Eine virtuelle Maschine (VM) ist ein vollständiger Computer, simuliert innerhalb Ihres echten Computers — mit eigenem Betriebssystem, das funktioniert, als wäre es eine eigenständige physische Maschine.
Einfache Erklärung
Stellen Sie sich ein Haus innerhalb eines anderen Hauses vor, innen völlig getrennt und unabhängig, auch wenn es dieselbe äußere Struktur teilt. Sie können Linux in Ihrem Windows installieren (oder umgekehrt), es nutzen, und sogar vollständig löschen, ohne dass Ihr Hauptsystem in irgendeiner Weise betroffen ist.
Häufigste Anwendungsfälle
- Eine Linux-Distribution ausprobieren, ohne sie wirklich auf Ihrem Gerät zu installieren.
- Alte Software ausführen, die ein älteres Betriebssystem braucht.
- Etwas potenziell Unsicheres isolieren (ein zweifelhaftes Programm testen), ohne Ihr echtes System zu riskieren.

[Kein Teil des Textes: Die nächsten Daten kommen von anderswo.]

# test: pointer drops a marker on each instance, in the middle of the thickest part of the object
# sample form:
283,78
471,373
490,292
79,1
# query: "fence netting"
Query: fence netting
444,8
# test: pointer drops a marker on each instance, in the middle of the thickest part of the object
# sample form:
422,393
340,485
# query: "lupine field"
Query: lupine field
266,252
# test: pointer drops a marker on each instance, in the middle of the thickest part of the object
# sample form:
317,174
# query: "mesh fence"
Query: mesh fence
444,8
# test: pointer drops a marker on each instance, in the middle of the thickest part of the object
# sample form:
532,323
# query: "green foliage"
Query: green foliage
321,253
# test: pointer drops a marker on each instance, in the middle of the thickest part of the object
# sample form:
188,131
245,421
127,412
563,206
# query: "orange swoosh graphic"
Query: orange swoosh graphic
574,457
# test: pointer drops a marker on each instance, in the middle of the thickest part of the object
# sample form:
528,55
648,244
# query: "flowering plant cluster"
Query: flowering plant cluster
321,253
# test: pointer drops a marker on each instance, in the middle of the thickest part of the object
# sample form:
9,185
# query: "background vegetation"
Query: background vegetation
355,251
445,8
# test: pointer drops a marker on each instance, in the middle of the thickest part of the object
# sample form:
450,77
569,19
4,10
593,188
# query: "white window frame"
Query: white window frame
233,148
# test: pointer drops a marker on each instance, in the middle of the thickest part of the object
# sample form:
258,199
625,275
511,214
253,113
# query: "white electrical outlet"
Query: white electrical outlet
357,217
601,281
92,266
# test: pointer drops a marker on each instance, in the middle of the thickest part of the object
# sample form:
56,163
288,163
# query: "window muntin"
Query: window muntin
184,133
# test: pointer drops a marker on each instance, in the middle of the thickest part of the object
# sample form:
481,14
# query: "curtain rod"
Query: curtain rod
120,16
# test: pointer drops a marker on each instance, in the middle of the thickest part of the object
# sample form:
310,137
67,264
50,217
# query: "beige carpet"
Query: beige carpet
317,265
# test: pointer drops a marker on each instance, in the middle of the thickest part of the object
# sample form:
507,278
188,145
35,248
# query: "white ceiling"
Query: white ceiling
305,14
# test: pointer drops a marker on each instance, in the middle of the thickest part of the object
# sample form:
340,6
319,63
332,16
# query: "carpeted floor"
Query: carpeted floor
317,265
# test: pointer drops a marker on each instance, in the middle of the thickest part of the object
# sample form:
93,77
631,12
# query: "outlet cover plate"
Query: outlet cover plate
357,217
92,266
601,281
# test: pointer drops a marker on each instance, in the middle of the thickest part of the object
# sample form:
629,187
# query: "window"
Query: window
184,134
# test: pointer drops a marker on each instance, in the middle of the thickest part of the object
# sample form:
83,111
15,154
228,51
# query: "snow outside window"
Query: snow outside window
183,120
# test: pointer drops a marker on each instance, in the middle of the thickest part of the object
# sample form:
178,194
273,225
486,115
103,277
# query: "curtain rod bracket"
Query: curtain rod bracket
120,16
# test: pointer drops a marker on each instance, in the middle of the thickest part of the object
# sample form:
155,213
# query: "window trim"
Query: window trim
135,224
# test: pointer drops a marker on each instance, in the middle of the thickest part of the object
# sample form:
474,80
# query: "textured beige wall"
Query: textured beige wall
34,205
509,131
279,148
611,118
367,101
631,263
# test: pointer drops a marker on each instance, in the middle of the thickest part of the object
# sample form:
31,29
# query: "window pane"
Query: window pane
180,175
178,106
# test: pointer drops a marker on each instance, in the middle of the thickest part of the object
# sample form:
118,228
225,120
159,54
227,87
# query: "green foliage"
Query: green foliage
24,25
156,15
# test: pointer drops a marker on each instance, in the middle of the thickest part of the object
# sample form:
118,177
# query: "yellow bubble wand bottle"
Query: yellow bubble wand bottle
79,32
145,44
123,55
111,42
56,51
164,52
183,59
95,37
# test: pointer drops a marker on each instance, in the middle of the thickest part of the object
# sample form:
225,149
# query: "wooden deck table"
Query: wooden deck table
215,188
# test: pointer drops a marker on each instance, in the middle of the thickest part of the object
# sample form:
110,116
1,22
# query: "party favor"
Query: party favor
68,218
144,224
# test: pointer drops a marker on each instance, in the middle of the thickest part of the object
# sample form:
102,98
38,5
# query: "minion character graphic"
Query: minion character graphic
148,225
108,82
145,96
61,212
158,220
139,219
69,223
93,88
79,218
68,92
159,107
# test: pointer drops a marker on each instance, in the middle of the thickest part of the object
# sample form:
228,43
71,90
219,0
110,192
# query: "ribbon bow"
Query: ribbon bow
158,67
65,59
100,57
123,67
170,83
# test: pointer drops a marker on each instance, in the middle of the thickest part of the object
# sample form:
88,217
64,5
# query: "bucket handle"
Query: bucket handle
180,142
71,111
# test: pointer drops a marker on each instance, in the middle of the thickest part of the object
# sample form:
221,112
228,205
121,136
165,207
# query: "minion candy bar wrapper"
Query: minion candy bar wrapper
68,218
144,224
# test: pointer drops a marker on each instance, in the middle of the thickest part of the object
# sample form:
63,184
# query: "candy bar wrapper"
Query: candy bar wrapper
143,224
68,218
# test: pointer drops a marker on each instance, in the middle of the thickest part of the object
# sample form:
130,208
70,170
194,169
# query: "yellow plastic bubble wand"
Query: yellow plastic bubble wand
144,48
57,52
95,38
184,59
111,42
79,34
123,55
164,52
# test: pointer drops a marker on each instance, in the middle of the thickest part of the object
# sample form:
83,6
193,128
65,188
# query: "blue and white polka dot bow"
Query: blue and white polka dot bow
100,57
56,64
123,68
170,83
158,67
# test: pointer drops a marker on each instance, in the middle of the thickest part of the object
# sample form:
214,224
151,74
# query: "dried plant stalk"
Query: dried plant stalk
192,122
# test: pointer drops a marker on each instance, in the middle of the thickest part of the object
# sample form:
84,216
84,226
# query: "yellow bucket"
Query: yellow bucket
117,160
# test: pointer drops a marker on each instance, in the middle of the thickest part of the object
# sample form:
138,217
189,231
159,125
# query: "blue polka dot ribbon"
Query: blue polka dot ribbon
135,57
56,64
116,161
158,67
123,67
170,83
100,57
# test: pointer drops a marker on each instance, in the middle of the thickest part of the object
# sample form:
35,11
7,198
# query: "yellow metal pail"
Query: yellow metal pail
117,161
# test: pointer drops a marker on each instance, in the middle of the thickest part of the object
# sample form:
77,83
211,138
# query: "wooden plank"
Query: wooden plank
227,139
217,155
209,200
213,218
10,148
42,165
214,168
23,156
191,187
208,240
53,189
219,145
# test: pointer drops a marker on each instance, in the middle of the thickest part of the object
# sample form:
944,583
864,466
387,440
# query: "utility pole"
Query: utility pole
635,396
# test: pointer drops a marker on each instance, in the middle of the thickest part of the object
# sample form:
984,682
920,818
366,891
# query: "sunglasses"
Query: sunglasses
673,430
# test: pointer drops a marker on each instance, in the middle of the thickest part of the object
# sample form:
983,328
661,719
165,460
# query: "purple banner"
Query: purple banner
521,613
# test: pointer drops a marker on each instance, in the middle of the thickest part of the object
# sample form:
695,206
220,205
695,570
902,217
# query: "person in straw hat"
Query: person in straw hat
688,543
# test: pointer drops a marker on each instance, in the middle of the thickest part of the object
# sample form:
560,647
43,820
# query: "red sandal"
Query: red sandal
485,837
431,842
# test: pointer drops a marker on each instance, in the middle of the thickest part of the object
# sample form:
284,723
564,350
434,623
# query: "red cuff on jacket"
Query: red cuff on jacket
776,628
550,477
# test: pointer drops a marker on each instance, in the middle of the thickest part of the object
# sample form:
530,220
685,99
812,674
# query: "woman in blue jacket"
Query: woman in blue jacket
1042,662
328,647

- Systemadministration üben, ohne Angst, wirklich etwas zu "zerstören".
Programme zum Erstellen virtueller Maschinen
VirtualBox (kostenlos, am meisten von Einsteigern genutzt) und VMware (mit kostenloser Version für den persönlichen Gebrauch) sind die häufigsten Optionen — wir behandeln, wie man das erste installiert, in diesem Ratgeber.
Der Preis für diese Isolation ist Leistung: Eine virtuelle Maschine ist immer etwas langsamer als das echte physische System, da sie dieselben Hardware-Ressourcen mit Ihrem Hauptsystem teilt.
Häufig gestellte Fragen
Kann eine virtuelle Maschine mein Hauptsystem beschädigen?
Nein, sie ist vollständig isoliert — jedes Problem innerhalb der virtuellen Maschine (einschließlich sie komplett zu löschen) betrifft Ihr Hauptbetriebssystem nicht.
Brauche ich leistungsstarke Hardware, um virtuelle Maschinen zu nutzen?
Je mehr RAM und je besser der Prozessor, desto besser läuft es, da die virtuelle Maschine Ressourcen mit Ihrem Hauptsystem teilt. Für leichte Aufgaben reicht normale moderne Hardware aus.